The VerticalPodAutoscaler can run in _recommender_ mode to provide suggested
figures for requests and limits.
* Some addons run as one copy per node, controlled by a {{< glossary_tooltip text="DaemonSet"
term_id="daemonset" >}}: for example, a node-level log aggregator. Similar to
the case with horizontally-scaled addons, you may also need to raise CPU or memory
limits slightly.
Heapster's resource limits are set dynamically based on the initial size of your cluster (see [#16185](http://issue.k8s.io/16185)
and [#22940](http://issue.k8s.io/22940)). If you find that Heapster is running
out of resources, you should adjust the formulas that compute heapster memory request (see those PRs for details).

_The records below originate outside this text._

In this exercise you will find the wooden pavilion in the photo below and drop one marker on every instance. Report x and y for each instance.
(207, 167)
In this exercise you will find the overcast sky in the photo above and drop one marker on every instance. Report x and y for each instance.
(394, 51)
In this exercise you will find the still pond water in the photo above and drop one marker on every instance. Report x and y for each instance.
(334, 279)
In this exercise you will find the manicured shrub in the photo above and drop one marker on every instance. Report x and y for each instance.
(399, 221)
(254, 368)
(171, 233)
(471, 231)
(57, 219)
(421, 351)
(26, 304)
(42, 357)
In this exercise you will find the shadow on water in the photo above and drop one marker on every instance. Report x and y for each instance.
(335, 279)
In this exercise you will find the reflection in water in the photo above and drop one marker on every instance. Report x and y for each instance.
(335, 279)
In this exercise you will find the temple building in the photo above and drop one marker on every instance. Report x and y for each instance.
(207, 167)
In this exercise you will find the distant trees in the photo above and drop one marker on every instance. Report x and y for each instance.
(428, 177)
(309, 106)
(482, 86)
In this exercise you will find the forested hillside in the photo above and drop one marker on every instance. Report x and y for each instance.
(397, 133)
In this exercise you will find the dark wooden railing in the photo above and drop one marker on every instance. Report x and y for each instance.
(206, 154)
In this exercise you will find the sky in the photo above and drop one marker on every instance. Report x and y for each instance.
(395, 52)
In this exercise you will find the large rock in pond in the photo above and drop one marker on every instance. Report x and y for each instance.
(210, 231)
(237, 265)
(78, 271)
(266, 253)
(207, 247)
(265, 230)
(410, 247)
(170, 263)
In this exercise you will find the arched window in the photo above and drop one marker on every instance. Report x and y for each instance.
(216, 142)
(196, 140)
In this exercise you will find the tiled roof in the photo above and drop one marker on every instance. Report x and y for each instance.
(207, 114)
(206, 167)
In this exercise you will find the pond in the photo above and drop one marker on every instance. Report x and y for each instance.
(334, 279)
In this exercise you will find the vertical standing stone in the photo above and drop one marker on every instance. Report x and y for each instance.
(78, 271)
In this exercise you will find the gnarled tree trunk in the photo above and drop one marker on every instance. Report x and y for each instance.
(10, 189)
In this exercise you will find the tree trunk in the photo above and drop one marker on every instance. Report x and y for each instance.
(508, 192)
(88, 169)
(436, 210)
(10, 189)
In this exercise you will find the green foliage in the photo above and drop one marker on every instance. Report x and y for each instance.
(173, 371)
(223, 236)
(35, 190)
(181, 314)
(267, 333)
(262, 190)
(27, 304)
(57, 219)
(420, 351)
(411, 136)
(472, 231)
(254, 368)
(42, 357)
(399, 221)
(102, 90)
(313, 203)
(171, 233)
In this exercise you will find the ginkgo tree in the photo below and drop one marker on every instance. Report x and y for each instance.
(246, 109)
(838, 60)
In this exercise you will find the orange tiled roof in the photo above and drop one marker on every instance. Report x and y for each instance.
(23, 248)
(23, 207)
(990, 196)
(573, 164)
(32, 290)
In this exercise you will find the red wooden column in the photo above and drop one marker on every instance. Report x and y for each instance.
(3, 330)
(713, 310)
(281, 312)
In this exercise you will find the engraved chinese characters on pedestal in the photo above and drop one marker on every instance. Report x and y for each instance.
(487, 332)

## {{% heading "whatsnext" %}}
For directions on how to detect if addon containers are hitting resource limits, see the
[Troubleshooting section of Compute Resources](/docs/concepts/configuration/manage-resources-containers/#troubleshooting).

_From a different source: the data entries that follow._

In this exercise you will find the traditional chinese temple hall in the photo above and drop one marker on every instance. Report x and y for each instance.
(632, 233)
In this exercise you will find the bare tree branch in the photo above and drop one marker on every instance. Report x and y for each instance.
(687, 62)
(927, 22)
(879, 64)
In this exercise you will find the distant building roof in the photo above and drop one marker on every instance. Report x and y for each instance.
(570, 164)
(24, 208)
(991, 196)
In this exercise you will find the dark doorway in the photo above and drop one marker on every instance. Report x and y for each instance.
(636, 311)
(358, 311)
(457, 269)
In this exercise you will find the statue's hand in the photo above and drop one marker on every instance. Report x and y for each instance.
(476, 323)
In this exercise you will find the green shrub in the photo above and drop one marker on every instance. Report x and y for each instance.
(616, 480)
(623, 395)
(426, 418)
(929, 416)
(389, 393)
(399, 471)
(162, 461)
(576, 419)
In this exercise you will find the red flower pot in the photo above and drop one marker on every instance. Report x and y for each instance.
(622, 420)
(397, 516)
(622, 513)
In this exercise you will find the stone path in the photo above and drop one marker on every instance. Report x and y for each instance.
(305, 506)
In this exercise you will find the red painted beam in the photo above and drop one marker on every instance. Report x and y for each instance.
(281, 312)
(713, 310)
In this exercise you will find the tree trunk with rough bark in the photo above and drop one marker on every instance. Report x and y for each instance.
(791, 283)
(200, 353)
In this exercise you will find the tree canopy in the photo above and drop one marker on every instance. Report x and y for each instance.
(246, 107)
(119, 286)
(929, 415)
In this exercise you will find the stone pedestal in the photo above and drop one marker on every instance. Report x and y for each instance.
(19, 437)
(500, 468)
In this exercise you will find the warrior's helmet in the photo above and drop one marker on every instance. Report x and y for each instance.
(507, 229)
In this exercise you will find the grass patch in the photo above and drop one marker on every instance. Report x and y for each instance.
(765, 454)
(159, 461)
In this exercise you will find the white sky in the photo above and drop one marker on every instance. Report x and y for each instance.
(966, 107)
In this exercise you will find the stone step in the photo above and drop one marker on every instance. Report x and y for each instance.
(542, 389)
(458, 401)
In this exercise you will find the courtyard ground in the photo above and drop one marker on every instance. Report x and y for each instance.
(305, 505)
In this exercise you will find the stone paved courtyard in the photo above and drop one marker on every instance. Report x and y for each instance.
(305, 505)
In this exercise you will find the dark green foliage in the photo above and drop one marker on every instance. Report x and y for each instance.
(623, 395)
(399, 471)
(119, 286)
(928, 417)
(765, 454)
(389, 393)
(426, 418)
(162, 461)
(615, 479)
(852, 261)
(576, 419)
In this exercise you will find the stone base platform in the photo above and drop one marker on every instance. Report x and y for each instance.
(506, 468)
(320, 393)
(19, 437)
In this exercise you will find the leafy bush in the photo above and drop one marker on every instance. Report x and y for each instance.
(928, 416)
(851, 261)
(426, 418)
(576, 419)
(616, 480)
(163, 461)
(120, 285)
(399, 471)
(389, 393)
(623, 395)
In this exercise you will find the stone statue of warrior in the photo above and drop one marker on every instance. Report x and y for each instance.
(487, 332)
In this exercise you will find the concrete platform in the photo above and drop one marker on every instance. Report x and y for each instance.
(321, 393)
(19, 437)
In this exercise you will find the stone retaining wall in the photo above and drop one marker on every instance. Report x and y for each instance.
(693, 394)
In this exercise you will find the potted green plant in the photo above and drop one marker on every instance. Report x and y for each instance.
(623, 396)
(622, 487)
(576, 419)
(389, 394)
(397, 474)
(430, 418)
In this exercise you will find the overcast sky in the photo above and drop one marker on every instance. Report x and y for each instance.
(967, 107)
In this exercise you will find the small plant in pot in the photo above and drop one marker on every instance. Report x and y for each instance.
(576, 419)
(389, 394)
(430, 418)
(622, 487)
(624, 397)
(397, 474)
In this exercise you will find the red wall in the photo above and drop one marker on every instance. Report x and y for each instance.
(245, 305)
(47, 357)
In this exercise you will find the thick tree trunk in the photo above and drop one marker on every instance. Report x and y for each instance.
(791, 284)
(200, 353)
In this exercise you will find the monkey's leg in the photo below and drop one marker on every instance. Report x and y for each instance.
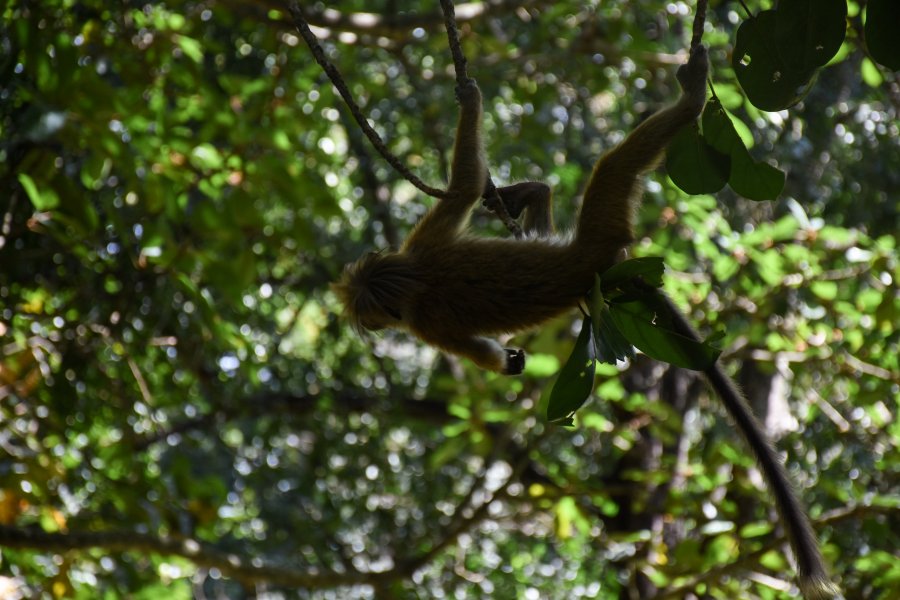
(610, 200)
(536, 199)
(485, 352)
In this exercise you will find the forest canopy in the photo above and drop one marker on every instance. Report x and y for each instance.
(184, 411)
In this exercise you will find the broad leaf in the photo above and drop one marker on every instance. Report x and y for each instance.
(576, 379)
(694, 165)
(645, 324)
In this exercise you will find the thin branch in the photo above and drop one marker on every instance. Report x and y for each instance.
(335, 76)
(492, 199)
(459, 59)
(199, 553)
(699, 21)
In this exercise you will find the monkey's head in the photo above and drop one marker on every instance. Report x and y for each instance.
(376, 290)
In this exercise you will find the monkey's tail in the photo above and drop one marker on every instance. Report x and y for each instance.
(812, 573)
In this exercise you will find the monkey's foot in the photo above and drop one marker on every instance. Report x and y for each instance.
(515, 361)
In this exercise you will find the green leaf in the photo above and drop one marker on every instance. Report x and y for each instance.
(191, 48)
(810, 32)
(749, 178)
(767, 79)
(646, 324)
(610, 346)
(649, 268)
(206, 156)
(752, 179)
(576, 379)
(882, 19)
(41, 200)
(694, 165)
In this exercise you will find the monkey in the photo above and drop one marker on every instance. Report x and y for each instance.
(455, 291)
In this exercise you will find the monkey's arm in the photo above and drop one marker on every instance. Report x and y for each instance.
(468, 172)
(611, 194)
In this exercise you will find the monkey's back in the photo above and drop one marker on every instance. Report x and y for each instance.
(478, 286)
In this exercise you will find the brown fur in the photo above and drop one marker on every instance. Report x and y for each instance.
(450, 288)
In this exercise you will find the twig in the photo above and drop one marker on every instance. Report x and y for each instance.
(699, 20)
(492, 199)
(335, 76)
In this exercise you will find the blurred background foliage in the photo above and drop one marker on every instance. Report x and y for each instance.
(183, 412)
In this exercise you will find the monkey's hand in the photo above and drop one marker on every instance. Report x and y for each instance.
(515, 361)
(468, 95)
(692, 77)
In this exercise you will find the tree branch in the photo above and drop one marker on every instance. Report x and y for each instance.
(492, 199)
(335, 76)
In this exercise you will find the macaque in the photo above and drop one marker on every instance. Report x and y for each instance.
(455, 290)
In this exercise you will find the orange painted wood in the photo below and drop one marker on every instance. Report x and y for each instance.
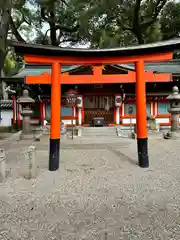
(55, 101)
(45, 78)
(141, 116)
(98, 60)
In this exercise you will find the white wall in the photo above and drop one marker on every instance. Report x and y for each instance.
(6, 115)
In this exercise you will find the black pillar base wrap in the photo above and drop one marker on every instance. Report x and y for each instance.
(142, 144)
(54, 154)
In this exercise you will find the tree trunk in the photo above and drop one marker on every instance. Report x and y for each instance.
(5, 11)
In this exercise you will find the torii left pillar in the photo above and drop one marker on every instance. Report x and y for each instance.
(55, 117)
(141, 122)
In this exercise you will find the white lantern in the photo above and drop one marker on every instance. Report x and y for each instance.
(118, 100)
(79, 101)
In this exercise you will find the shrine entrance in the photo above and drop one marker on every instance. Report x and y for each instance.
(57, 56)
(99, 106)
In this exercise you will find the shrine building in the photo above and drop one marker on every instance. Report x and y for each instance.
(110, 100)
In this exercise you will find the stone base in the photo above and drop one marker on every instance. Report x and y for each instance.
(172, 135)
(26, 136)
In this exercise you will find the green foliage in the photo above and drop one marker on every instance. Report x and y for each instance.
(9, 63)
(170, 20)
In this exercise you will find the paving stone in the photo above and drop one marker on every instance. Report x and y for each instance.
(99, 192)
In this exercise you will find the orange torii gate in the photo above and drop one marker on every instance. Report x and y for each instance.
(57, 56)
(97, 77)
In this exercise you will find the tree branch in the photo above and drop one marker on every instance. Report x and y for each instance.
(158, 7)
(15, 31)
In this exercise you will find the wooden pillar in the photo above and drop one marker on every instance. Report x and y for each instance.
(41, 114)
(13, 108)
(19, 115)
(141, 122)
(55, 117)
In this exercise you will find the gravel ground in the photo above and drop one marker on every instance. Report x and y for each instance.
(99, 192)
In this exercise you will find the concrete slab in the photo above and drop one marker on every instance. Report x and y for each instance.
(99, 192)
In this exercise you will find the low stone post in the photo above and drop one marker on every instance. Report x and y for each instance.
(30, 157)
(2, 164)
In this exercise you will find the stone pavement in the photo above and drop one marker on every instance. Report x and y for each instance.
(99, 192)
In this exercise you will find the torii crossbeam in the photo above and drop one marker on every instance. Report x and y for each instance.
(56, 56)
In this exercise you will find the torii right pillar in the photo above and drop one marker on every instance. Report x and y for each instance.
(141, 118)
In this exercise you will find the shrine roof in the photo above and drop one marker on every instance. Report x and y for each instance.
(158, 47)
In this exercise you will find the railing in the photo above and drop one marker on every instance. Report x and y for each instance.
(90, 114)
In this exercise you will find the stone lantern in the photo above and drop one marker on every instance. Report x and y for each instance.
(26, 113)
(174, 109)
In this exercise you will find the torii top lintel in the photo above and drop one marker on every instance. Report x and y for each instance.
(48, 54)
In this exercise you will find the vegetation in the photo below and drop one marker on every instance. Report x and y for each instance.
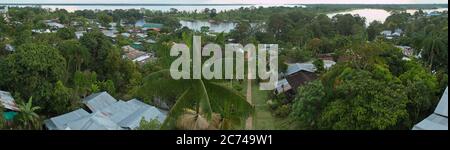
(371, 87)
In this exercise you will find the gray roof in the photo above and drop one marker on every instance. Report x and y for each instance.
(433, 122)
(283, 86)
(308, 66)
(144, 111)
(439, 119)
(108, 114)
(294, 68)
(60, 122)
(98, 101)
(94, 121)
(119, 111)
(7, 101)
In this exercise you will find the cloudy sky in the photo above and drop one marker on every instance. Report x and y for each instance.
(233, 1)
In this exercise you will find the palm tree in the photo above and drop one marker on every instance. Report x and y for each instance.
(27, 116)
(433, 45)
(202, 104)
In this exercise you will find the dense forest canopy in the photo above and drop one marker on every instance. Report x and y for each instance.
(371, 87)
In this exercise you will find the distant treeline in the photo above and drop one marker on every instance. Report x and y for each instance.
(381, 6)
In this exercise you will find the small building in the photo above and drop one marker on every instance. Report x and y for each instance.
(439, 119)
(397, 32)
(110, 33)
(299, 74)
(127, 35)
(135, 55)
(53, 24)
(386, 33)
(120, 115)
(79, 34)
(4, 11)
(152, 26)
(98, 101)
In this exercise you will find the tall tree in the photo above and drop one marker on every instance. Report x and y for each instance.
(33, 70)
(28, 118)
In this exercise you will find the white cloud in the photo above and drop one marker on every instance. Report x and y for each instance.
(231, 1)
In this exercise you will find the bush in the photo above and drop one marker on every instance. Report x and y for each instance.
(273, 104)
(237, 87)
(283, 111)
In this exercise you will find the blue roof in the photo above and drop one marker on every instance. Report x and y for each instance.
(60, 122)
(98, 101)
(108, 114)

### Allowing minor node failure at startup
For various reasons (see [#18969](https://github.com/kubernetes/kubernetes/issues/18969) for more details) running
`kube-up.sh` with a very large `NUM_NODES` may fail due to a very small number of nodes not coming up properly.

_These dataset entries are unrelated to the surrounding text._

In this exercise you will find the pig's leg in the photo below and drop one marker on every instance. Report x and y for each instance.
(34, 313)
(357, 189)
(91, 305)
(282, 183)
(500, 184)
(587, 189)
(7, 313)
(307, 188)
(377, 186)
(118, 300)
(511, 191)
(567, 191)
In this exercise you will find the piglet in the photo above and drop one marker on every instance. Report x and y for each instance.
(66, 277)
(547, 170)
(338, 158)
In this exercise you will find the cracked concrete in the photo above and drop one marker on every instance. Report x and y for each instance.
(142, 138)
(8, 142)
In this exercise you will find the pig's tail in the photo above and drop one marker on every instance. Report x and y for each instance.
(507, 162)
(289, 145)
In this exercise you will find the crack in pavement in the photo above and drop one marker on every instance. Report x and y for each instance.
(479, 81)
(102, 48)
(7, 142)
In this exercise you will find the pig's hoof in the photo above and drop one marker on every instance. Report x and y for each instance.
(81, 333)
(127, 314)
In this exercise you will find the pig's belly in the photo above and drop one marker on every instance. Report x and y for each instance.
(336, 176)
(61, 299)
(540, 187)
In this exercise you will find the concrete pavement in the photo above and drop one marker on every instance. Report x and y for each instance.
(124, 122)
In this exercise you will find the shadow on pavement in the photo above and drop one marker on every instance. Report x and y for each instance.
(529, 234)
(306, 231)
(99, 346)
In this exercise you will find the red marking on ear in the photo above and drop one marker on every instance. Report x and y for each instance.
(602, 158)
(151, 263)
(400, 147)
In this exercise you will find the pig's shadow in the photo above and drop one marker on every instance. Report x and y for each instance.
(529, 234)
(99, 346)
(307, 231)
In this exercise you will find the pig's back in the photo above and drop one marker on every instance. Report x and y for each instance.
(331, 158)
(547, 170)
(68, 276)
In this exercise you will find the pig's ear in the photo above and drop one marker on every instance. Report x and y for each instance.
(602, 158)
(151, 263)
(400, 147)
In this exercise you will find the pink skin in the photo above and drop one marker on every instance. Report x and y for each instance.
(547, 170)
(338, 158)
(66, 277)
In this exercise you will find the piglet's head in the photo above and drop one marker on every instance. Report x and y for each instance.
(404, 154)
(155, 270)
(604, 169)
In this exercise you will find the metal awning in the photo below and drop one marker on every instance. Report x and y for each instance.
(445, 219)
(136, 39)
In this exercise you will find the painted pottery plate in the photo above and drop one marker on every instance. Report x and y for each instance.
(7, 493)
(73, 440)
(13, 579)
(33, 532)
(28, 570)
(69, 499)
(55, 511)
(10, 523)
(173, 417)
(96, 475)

Currently you have two choices: restart the cluster (`kube-down.sh` and then `kube-up.sh` again), or before
running `kube-up.sh` set the environment variable `ALLOWED_NOTREADY_NODES` to whatever value you feel comfortable
with. This will allow `kube-up.sh` to succeed with fewer than `NUM_NODES` coming up. Depending on the
reason for the failure, those additional nodes may join later or the cluster may remain at a size of
`NUM_NODES - ALLOWED_NOTREADY_NODES`.
`VerticalPodAutoscaler` is a custom resource that you can deploy into your cluster
to help you manage resource requests and limits for pods.
Visit [Vertical Pod Autoscaler](https://github.com/kubernetes/autoscaler/tree/master/vertical-pod-autoscaler#readme)
to learn more about `VerticalPodAutoscaler` and how you can use it to scale cluster
components, including cluster-critical addons.
The [cluster autoscaler](https://github.com/kubernetes/autoscaler/tree/master/cluster-autoscaler#readme)
integrates with a number of cloud providers to help you run the right number of
nodes for the level of resource demand in your cluster.